On 17 February, the G7 Foreign Ministers met informally at the Munich Security Conference. As Chair of the meeting, Italy's Minister for Foreign Affairs Antonio Tajani released a statement. The ministers expressed "unwavering support" to Ukraine's sovereignty and demanded clarification on the death of Alexei Navalny. They also addressed regional conflicts in the Middle East and the Red Sea, condemning terrorist attacks and reporting concerns about Iran's nuclear program.

On 24 February, on the second anniversary of Russia's invasion of Ukraine, the first G7 Leaders videoconference was held. Prime Minister Giorgia Meloni, Chair of the meeting, attended from Kyiv along with Prime Minister Justin Trudeau of Canada, President of the European Commission Ursula von der Leyen, and President Volodymyr Zelensky of Ukraine. A leaders' statement was released after the conference.

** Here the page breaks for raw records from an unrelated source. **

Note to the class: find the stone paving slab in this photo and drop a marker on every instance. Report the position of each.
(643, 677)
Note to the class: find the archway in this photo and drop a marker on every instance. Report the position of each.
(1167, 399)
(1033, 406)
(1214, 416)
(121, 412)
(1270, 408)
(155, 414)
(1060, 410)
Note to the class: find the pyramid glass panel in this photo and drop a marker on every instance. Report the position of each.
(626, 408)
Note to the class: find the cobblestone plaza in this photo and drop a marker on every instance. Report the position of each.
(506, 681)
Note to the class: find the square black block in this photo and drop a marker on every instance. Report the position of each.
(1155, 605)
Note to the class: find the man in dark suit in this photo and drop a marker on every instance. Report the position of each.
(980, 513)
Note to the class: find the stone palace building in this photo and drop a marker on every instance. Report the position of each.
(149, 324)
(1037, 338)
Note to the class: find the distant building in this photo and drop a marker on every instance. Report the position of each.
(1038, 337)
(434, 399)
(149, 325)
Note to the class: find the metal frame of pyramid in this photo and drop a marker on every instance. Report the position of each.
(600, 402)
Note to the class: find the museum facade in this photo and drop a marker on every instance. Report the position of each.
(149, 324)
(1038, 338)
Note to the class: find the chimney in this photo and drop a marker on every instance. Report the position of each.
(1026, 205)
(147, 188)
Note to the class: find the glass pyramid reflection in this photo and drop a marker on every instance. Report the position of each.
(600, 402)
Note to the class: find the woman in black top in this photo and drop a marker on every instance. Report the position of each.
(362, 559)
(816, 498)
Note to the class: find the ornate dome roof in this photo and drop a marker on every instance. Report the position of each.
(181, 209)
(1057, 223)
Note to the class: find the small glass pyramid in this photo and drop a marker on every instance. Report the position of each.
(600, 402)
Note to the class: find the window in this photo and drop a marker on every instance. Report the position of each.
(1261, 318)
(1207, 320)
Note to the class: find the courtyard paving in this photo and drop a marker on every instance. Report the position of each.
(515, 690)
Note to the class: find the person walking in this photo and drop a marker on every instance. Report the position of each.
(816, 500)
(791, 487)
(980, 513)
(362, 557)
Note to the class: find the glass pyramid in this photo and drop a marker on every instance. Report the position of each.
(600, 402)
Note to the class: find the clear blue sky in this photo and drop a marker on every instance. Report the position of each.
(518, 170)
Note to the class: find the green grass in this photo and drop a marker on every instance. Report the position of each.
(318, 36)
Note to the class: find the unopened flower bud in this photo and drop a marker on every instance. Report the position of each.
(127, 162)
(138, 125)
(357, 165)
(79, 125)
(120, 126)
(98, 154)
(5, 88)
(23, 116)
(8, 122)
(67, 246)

Turkish President Recep Tayyip Erdoğan, who has long criticized Israel's actions in the Gaza Strip, tried to draw attention to the ongoing Gaza war.

== Outcomes ==
G7 leaders agreed to make $50 billion of loans available to Ukraine by leveraging revenue generated by immobilised Russian sovereign assets. They also backed a proposal for an immediate ceasefire in Gaza, the release of hostages, increased humanitarian assistance and a path towards a two-state solution.

Leaders launched the Energy for Growth in Africa initiative, the Apulia Food Systems Initiative and a G7 coalition to prevent and counter the smuggling of migrants. They also called for an action plan on the use of artificial intelligence in the workplace and supported implementation of the international code of conduct for organisations developing advanced AI systems. The summit's economic security language addressed non-market policies and global overcapacity, with China a recurring focus in the final communiqué.